Buying a new domain name, buy variations of that domain also? - holychiz

Because I'm cynical, I always buy up any and all variations of the target domain name, ie. misspellings, phonetics, etc.  However, there's also a lingering doubt that it's not really worth it, after all, I could use that money for more Ramen noodles :).  What's your recommendation/experience?
======
terrellm
I'd not build a business on a non-.com name unless I intended for it to be a
part-time/passive business whose primary traffic stream was SEO. Also while
the URL hacks are cool to us, our parent's just don't understand them and will
type the site name + .com.

I usually like to get the .net and sometimes the .org of my product, but
seldom go beyond that. While it's in the domain registrar's interest to sell
you .info, .biz, .us, .co, .whatever else, I don't see a lot of benefit. The
one exception would be if you are marketing to a non-US country (eg. if
marketing to the UK, perhaps get bot the .com and the .co.uk).

If a domain doesn't pass the "ear test", where someone hears your name and
must be able to find your domain on the first attempt, I'd definitely get
other popular variations.

If you do buy a lot of variations in the beginning, be sure and forward them
to your main site while tagging them with Google Analytics. That way, you can
check GA and see which ones send traffic before deciding if each is worth
renewing.

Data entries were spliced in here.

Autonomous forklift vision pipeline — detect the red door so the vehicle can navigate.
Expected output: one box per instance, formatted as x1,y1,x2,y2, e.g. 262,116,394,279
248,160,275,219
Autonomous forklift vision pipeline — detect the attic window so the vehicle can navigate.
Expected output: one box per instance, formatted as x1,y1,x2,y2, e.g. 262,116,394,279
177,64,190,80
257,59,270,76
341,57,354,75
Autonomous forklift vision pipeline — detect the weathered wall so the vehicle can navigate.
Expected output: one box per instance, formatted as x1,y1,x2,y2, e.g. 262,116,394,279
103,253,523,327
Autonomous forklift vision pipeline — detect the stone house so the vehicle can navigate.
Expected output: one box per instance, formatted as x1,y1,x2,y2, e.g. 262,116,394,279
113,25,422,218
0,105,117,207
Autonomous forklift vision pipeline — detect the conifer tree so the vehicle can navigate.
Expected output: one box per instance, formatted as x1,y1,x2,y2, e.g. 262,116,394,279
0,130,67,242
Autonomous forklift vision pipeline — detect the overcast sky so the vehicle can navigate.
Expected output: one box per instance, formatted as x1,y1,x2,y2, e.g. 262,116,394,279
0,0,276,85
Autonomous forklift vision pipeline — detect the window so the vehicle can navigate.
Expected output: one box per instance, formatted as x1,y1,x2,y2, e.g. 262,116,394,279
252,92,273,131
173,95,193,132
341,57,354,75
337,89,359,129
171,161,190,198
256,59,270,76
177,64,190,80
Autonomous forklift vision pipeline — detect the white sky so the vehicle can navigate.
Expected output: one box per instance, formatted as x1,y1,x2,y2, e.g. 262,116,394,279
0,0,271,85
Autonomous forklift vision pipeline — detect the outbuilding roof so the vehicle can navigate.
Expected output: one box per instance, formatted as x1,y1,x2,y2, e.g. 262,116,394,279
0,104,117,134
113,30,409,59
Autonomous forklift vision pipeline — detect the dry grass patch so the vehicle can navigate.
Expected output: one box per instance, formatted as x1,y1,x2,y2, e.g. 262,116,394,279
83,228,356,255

Shameless plug but I wrote a blog post on how to do this at
[http://www.keepingitrural.com/leverage-unused-domain-
names-b...](http://www.keepingitrural.com/leverage-unused-domain-names-boost-
website-traffic)

------
bradleyjoyce
if whatever you're building on the primary domain is successful, you'll end up
purchasing the variations down the road anyway and usually at a huge premium
because someone else will have bought them up to hitch a ride on the gravy
train. Might as well buy them early and save money.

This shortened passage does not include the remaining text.